Presented by

  • Brian May

    Brian May
    @penguin_brian@hachyderm.io https://linuxpenguins.xyz/brian/

    Brian May is a DevOps and software engineer with a passion for building reliable systems and elegant code. By day, he wrangles Kubernetes clusters and streamlines CI/CD deployment processes (example). By night, he experiments with personal software projects that explore new ideas and technologies.

    Brian’s programming journey began with BASIC and Pascal on the Commodore 64, and today spans Elixir, Go, and his favorite language, Rust. Outside of work and coding, he enjoys photography—especially capturing animals and birds at Healesville Sanctuary. Despite the name, Brian May does not play the guitar—but he does enjoy composing resilient infrastructure and clean software.

Abstract

There are countless apps for recording personal health data—Samsung Health, Google Fit, Apple Fitness, Oura, Soundcore, mySymptoms Food Diary, and many more. But most come with the same set of limitations: your data is locked into a vendor’s cloud, tied to a single device, only exportable through tedious manual steps, or restricted to the metrics the app’s authors consider important. The result? I found myself juggling multiple trackers—one for food, one for exercise, one for bathroom habits, and so on—with no way to connect the dots.

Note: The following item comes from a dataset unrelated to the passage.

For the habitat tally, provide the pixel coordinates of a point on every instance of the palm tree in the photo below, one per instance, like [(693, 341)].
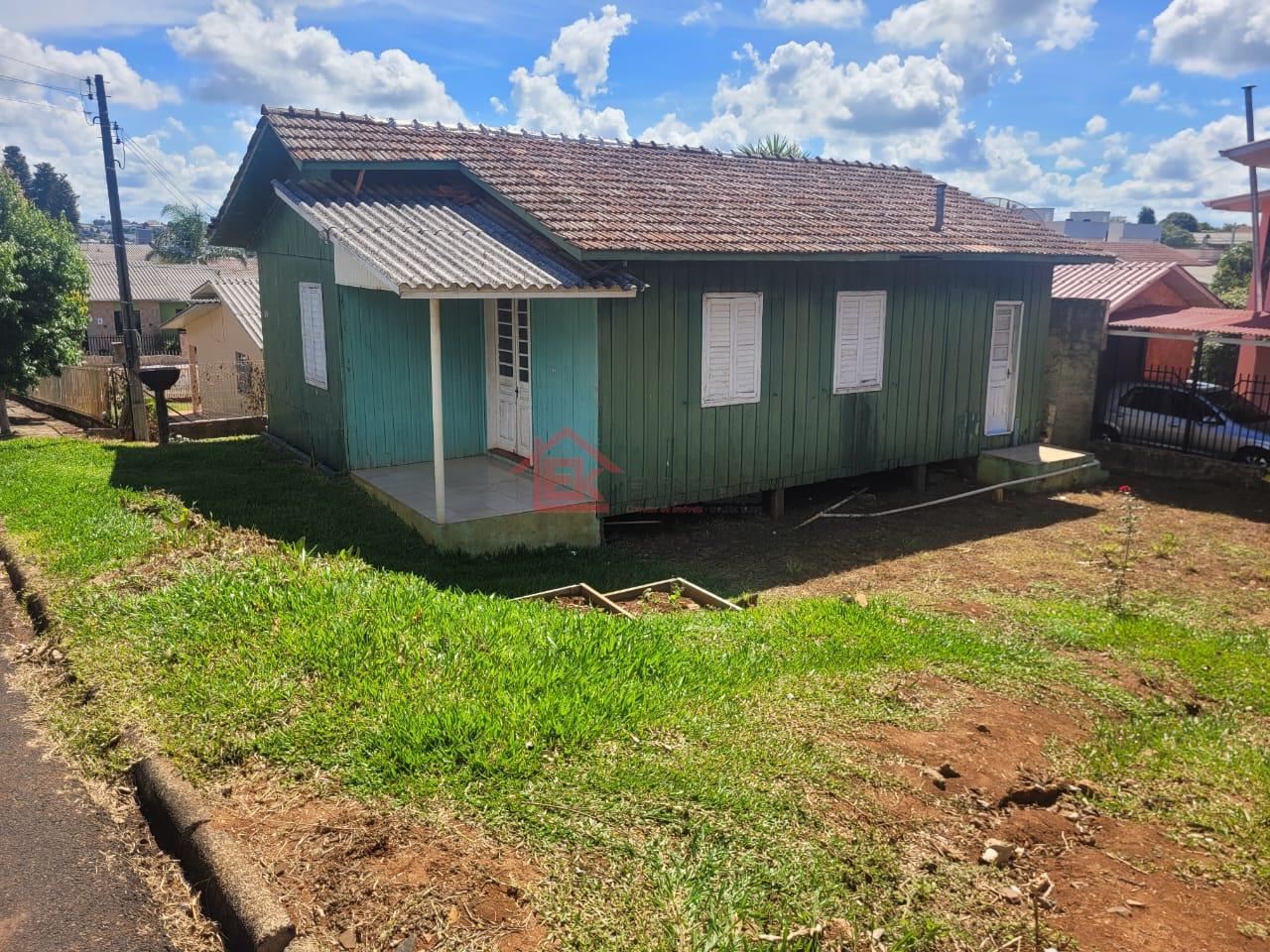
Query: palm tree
[(185, 238), (774, 146)]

So I built my own. Penguin Nurse is an open-source health tracker that gives full control of data storage, letting users choose their own PostgreSQL database backend. Built with Rust and the Dioxus framework, it runs as a full-stack application and is designed to be flexible, transparent, and extensible.

This talk will explore why I created Penguin Nurse, how it’s built, what it can (and can’t) do today, and where it’s heading next. Also: there will be photos of birds.